Let the Church remember me through worshiping God. I started worshiping in the Anglican Church in 1926 and I have continued worshiping for more than 88 years now,” Hatyoka said
He said his children, grand children and great grand children should remember him through his hard work, Godly path as well as good eating habits and living a healthy lifestyle among others.
“I want to work together with my children before. Already, they are the ones who are taking care of me now,” he said.
Mr Hatyoka also urged Zambians to avoid early marriages and unnatural sexual acts if they were to live longer.
“During our days, we never used to have them and we could only marry when we had beards.

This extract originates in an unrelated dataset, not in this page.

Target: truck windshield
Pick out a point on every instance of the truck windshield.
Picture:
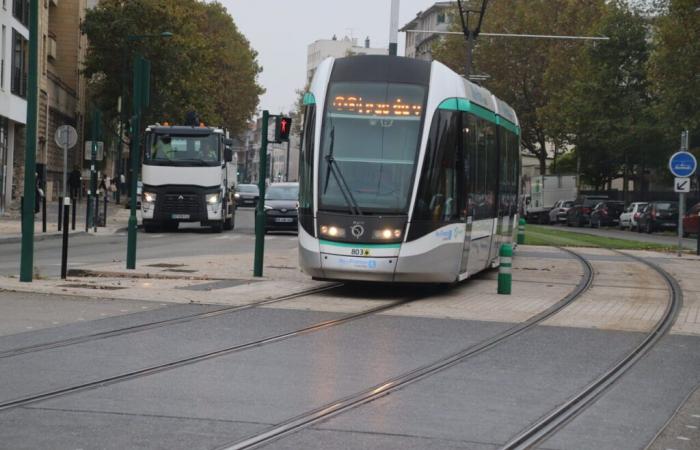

We also never used to have cases of defilement and cases of people sleeping with animals and homosexuals,” he said.
He noted that cases of illegal marriages, co-habiting and impregnating a woman before marriage was a taboo then.
“We must avoid these wrong things because they are bringing problems to the country.
Mr Hatyoka advised people to work hard to earn a living.
He said people should be mindful of sexually transmitted diseases and HIV/AIDS.
Mr Hatyoka said it was a sad in the modern days to see young unmarried boy
contracting HIV or another sexually transmitted disease because of their unfaithfulness.
“Look at me, I still look healthy, and I have never been sick nor given an injection. I only get sick with other illnesses not those which are sexually transmitted,” he said.
Mr Hatyoka urged the Government to provide adequate fertiliser, seeds and other facilities to boost the agricultural sector and ultimately empower elderly people like him.
He also commended the Patriotic Front Government for establishing a Ministry of Chiefs and Traditional Affairs.
“Establishing a Ministry of Chiefs and Traditional Affairs is a good decision and a step in the right direction.
We want chiefs in Zambia to be respected so that the country moves together like in the olden days when we never used to have many problems that we have today
These days, elderly people are always accused of being wizards which we never had during our early days,” he said.
Mr Hatyoka said if his life was reversed to a tender age, he would still do what he used to love much such as farming as well as living healthy and avoid fighting with other people.
“Let young ones respect elderly people and ask us the way we used to live so that they live better lives.
Further, girls should ensure that they get married at the age of 25 and above years as that is an appropriate range for one to understand marriage,” he said
Several headmen, who also attended the 100th birthday celebrations, eulogised Hatyoka for being a good leader for many years.
Headman Lwiindi said God had given Mr Hatyoka wisdom which made him rule for 65 years to-date as village headman.
“I only have 58 years but God is leading Mr Hatyoka well for many years and I have not seen any problem with his leadership.
If there was a problem, people would have left the village. We need to love God with all our heart and love our neighbour as we love ourselves for us to live longer,” he said.
Headman Lwiindi said Mr Hatyoka was working well six headmen under him and that he lived longer because of his good works.
Senior headman Sikapola said Mr Hatyoka was a distinguished old man whose lifestyle was a shining example to many.
“I am a nephew to Mr Hatyoka and I grew up in his house in the 1940s and I never heard of any problem with him,” he said.
Headman Sikapola recalls that in 1953 when village boundaries were put, Hatyoka’s portion which remained in Mapanza area was given to him and hence he was still the senior headman to date.
“I am also following the footsteps of my uncle and I have also learnt how to work hard like him.
Senior headman Monze said Mr Hatyoka lived well with other people and he was never seen troubling other people
He said most people were dying at the age of 50 years because of beer drinking, smoking and stealing.
“But this man Hatyoka doesn’t engage in all these evil things and there is nothing I can accuse him,” he said.
Indeed young people and citizens are lucky to have elderly people like Mr Hatyoka who are able to counsel them on how to live better lives.